Set LLM_PROVIDER and LLM_MODEL as environment variables per spoke environment. The model changes in config, not code.

Which Agent to Use¶

Scenario	Agent
GCP infrastructure (Cloud Run, Cloud SQL, GKE, IAM, Vertex AI, Cloud Build)	`gcp-infra-engineer`
AWS infrastructure (Fargate, RDS, Bedrock, EKS, CDK/CloudFormation, IAM/SCP)	`aws-infra-engineer`
Azure infrastructure (Container Apps, Bicep, Entra ID, Azure OpenAI)	`azure-infra-engineer`
Vercel platform (Functions, Postgres/KV/Blob, edge middleware, monorepo, AI SDK)	`vercel-engineer`
Multi-cloud strategy, cloud provider selection, landing zone design	`cloud-architect`
LLM system design, RAG, multi-model orchestration, inference serving	`llm-architect`
Cloud cost governance, unit economics, RI/Savings Plan commitments	`finops-engineer`
IaC module design, Terraform state management, Terragrunt orchestration	`terraform-engineer`

Coming Soon (Backlog)¶

These features are tracked as GitHub Issues on the project board:

IaC starter templates — Terraform modules for Cloud Run + Cloud SQL, Fargate + RDS, Container Apps
Spoke stack builder — a CLI/Actions workflow that scaffolds a new spoke with provider-specific IaC and pipelines
CI/CD workflow templates — reusable deploy-gcp.yml, deploy-aws.yml, deploy-vercel.yml for spoke repos
LLM provider abstraction layer — shared wrapper library for RT2 Play 5
Cloud-native CI/CD research spike — GCP Cloud Build/Deploy vs AWS CodePipeline vs GitHub Actions evaluation

Azure Dev Container Lane¶

For Azure-first spoke development, use Azure Container Apps Dev Deploy.

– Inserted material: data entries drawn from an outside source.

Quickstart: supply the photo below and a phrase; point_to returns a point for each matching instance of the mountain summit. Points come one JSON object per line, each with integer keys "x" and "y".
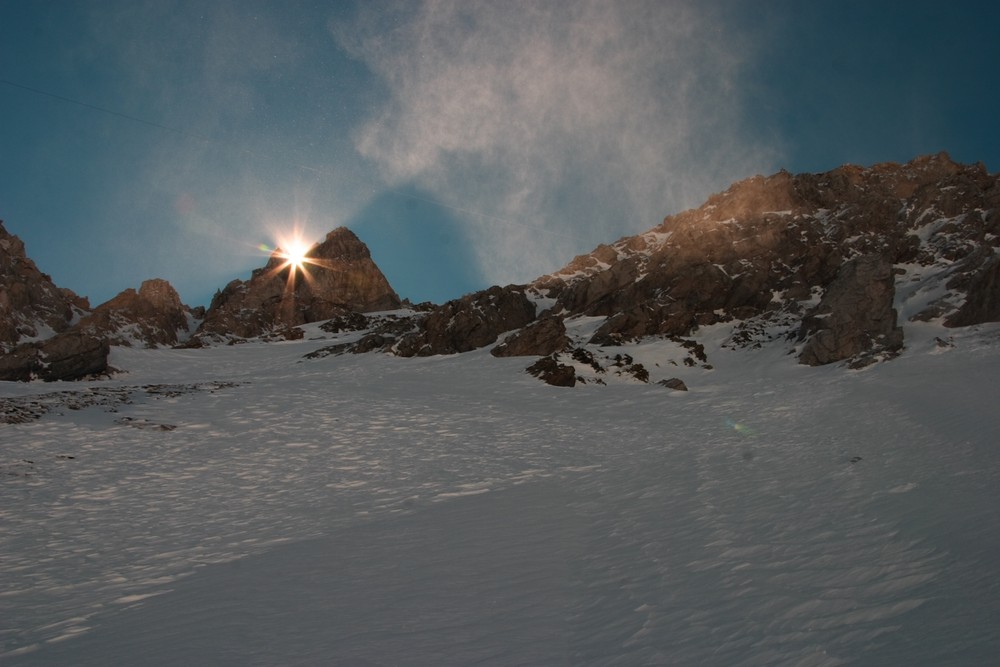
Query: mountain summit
{"x": 338, "y": 277}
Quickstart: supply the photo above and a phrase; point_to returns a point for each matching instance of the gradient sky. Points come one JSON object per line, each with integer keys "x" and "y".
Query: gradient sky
{"x": 467, "y": 143}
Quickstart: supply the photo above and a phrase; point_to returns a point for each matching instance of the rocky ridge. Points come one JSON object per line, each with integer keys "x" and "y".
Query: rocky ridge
{"x": 32, "y": 307}
{"x": 828, "y": 265}
{"x": 338, "y": 278}
{"x": 151, "y": 317}
{"x": 826, "y": 259}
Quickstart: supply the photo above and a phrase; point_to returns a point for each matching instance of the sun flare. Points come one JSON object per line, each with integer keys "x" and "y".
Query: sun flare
{"x": 294, "y": 252}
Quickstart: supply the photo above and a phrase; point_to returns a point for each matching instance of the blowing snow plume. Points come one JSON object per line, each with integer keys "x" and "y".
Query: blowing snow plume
{"x": 553, "y": 126}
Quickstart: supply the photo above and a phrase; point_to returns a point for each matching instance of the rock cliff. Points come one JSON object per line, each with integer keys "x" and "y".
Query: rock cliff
{"x": 32, "y": 307}
{"x": 827, "y": 256}
{"x": 151, "y": 317}
{"x": 338, "y": 277}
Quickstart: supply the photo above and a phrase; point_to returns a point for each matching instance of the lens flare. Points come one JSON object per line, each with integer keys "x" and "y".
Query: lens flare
{"x": 294, "y": 253}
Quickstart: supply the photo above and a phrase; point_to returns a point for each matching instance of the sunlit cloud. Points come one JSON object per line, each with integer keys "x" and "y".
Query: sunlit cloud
{"x": 560, "y": 125}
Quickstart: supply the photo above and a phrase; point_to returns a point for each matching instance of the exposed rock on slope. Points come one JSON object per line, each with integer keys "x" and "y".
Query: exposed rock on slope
{"x": 465, "y": 324}
{"x": 31, "y": 306}
{"x": 855, "y": 315}
{"x": 152, "y": 316}
{"x": 340, "y": 278}
{"x": 66, "y": 356}
{"x": 826, "y": 256}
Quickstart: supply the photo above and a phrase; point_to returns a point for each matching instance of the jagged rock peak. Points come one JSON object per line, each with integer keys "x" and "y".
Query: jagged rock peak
{"x": 768, "y": 248}
{"x": 338, "y": 277}
{"x": 31, "y": 306}
{"x": 151, "y": 317}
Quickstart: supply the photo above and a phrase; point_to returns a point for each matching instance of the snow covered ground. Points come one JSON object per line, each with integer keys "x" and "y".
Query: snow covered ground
{"x": 245, "y": 506}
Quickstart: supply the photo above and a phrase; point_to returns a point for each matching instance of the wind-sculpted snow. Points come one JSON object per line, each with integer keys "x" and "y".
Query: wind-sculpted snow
{"x": 366, "y": 509}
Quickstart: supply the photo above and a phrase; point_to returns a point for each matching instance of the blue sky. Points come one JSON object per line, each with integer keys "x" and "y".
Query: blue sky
{"x": 467, "y": 143}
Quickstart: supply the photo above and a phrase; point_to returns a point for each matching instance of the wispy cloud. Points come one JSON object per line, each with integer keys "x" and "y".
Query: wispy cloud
{"x": 584, "y": 120}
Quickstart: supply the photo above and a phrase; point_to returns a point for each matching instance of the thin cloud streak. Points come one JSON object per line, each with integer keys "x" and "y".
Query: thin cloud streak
{"x": 585, "y": 119}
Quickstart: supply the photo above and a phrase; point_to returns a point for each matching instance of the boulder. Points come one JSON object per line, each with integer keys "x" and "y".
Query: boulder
{"x": 67, "y": 356}
{"x": 31, "y": 305}
{"x": 982, "y": 300}
{"x": 854, "y": 316}
{"x": 549, "y": 370}
{"x": 673, "y": 383}
{"x": 469, "y": 323}
{"x": 542, "y": 337}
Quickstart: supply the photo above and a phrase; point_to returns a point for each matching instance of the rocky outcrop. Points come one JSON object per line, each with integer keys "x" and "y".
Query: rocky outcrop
{"x": 550, "y": 371}
{"x": 338, "y": 277}
{"x": 542, "y": 337}
{"x": 982, "y": 294}
{"x": 465, "y": 324}
{"x": 151, "y": 317}
{"x": 855, "y": 317}
{"x": 67, "y": 356}
{"x": 31, "y": 305}
{"x": 761, "y": 253}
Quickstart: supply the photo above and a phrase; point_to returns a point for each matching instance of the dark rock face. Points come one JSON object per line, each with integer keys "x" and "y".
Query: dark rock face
{"x": 67, "y": 356}
{"x": 152, "y": 316}
{"x": 673, "y": 383}
{"x": 30, "y": 303}
{"x": 855, "y": 314}
{"x": 465, "y": 324}
{"x": 339, "y": 277}
{"x": 762, "y": 251}
{"x": 549, "y": 370}
{"x": 982, "y": 303}
{"x": 542, "y": 337}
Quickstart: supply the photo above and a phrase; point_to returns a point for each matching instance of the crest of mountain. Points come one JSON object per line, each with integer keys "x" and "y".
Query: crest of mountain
{"x": 151, "y": 317}
{"x": 826, "y": 264}
{"x": 338, "y": 277}
{"x": 824, "y": 260}
{"x": 32, "y": 307}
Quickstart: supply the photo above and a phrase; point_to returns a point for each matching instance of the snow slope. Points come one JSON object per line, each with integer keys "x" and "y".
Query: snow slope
{"x": 256, "y": 508}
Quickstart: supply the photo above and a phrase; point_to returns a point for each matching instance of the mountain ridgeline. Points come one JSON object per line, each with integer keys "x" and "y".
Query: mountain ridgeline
{"x": 829, "y": 265}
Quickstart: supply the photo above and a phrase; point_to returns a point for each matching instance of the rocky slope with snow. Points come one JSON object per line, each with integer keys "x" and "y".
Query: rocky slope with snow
{"x": 32, "y": 307}
{"x": 831, "y": 266}
{"x": 830, "y": 263}
{"x": 338, "y": 277}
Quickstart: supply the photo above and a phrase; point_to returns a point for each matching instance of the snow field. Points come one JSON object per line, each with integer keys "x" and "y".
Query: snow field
{"x": 369, "y": 510}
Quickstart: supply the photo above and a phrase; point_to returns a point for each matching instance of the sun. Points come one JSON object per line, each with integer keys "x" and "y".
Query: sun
{"x": 294, "y": 253}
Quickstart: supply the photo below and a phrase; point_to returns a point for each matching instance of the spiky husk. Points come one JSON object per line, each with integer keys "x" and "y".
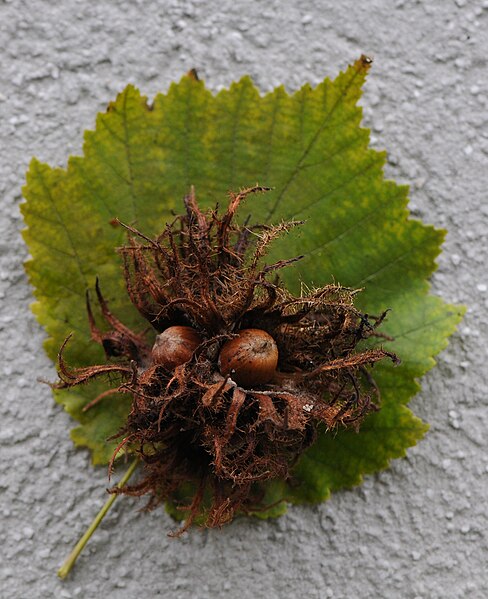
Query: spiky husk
{"x": 192, "y": 426}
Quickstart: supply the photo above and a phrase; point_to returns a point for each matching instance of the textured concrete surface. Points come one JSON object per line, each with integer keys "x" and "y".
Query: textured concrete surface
{"x": 417, "y": 530}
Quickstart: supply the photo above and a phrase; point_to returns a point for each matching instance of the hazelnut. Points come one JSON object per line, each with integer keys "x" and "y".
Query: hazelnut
{"x": 175, "y": 346}
{"x": 250, "y": 358}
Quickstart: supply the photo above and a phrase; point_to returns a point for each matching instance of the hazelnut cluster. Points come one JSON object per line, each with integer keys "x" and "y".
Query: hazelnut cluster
{"x": 241, "y": 372}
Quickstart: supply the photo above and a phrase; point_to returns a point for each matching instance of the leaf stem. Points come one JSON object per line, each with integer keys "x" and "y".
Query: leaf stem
{"x": 73, "y": 556}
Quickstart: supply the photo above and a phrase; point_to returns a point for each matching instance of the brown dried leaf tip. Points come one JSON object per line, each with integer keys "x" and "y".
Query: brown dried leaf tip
{"x": 242, "y": 372}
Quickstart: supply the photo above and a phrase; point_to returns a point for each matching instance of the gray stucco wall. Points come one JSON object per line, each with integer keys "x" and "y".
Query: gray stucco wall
{"x": 416, "y": 530}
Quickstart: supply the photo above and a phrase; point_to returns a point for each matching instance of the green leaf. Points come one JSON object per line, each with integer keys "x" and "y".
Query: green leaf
{"x": 309, "y": 146}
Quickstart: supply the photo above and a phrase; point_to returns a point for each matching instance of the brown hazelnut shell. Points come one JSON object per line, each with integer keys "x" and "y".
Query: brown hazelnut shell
{"x": 250, "y": 359}
{"x": 175, "y": 346}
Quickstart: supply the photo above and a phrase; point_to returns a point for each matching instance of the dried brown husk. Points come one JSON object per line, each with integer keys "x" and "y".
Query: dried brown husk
{"x": 195, "y": 428}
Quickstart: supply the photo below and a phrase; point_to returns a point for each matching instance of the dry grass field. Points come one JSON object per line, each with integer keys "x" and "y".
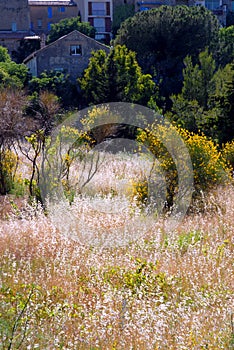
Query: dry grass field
{"x": 94, "y": 278}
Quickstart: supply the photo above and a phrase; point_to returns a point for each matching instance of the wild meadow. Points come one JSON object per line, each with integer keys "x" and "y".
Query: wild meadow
{"x": 103, "y": 273}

It pairs a trusted local PC or self-hosted runner with Azure Container Registry and Azure Container Apps Dev, while keeping production promotion as a separate environment-gated workflow.

For multi-cloud lifecycle routing, use Lifecycle Promotion Management. It defines the local Docker gate and target-adapter pattern that can route a spoke to Azure Container Apps, GCP Cloud Run, Vertex AI Agent Engine, or future runtime targets.